Impact of modulating gut bacteria using antibiotic, probiotic, and prebiotic interventions in the APP NL‐G‐F mouse model of Alzheimer disease

Abstract Background Alzheimer's disease (AD) is a multifactorial, neurodegenerative disorder and several factors are known to contribute to its etiology. Evidence suggests that AD may be associated with a dysbiosis of the intestinal microbiota but whether is it is a cause, or an effect is yet to be understood. Method In order to understand the effect of gut bacteria on the pathophysiology of AD, we used two approaches to manipulate gut bacteria in mice; probiotic and antibiotic therapies. Female wild type control C57BL/6 mice were compared to a mouse line that has the human Aβ sequence knocked into the mouse APP gene along with three disease causing mutations ( App NL‐G‐F ). The animals at 2.5 months of age were randomly divided into five groups and three groups were treated with a cocktail of non‐absorbable antibiotics (ABX) in drinking water and two groups were given water only for 10 days. Following ABX treatment, animals were either given normal diet, a probiotic (VSL#3) containing diet, or a diet containing both probiotic and prebiotic for 2 months. Upon completion, learning and memory was assessed along with brain Aβ and cytokines levels. GFAP and Iba‐1 immunohistochemistry was performed on brain sections. Result App NL‐G‐F mice showed a significant deficit in memory performance compared to controls. An increase in pro‐inflammatory cytokines and Aβ along with increased GFAP and Iba‐1 immunoreactivity was observed in App NL‐G‐F brains.
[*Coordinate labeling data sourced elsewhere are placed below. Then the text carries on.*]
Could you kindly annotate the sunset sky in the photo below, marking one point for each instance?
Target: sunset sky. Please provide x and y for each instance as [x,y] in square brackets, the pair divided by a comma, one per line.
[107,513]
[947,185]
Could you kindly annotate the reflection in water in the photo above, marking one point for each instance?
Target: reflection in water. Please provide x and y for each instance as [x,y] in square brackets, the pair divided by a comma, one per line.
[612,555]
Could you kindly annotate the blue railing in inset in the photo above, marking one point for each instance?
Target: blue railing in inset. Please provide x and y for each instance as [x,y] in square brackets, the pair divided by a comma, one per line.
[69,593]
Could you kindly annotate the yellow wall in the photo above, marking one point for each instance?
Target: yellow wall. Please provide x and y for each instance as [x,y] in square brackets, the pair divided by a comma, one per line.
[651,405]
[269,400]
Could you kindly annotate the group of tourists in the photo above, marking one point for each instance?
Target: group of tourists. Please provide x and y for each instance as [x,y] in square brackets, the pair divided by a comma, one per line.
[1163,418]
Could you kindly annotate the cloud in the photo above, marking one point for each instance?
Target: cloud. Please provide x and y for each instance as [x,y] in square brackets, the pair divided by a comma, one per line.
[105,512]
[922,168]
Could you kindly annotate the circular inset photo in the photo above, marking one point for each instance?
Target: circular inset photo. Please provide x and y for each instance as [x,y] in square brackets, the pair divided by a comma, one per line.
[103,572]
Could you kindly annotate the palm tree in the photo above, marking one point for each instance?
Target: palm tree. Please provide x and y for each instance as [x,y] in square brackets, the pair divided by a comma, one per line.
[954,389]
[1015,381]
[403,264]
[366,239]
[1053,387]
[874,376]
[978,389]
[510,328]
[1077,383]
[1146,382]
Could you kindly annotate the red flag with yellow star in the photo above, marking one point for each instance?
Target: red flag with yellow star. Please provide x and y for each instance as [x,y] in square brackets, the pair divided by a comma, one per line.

No change was observed in intestinal permeability across all groups. Two months of probiotic supplementation improved memory and decreased plaque load in App NL‐G‐F mice. Consistent with this, probiotic feeding attenuated GFAP and Iba‐1 immunoreactivity in App NL‐G‐F brains. On other hand, antibiotic treatment alone or in combination with probiotic/prebiotics appeared to increase microgliosis and astrogliosis in App NL‐G‐F brains. Conclusion These results demonstrate that transiently depleting gut bacteria with antibiotic treatment has a long‐term effect on worsening AD‐associated parameters in App NL‐G‐F brains. On the other hand, modulating gut bacteria using probiotic feeding decreases plaque load and gliosis. This data suggests that gut microbiota modulate host brains and probiotics might be useful as supplementary therapy in AD.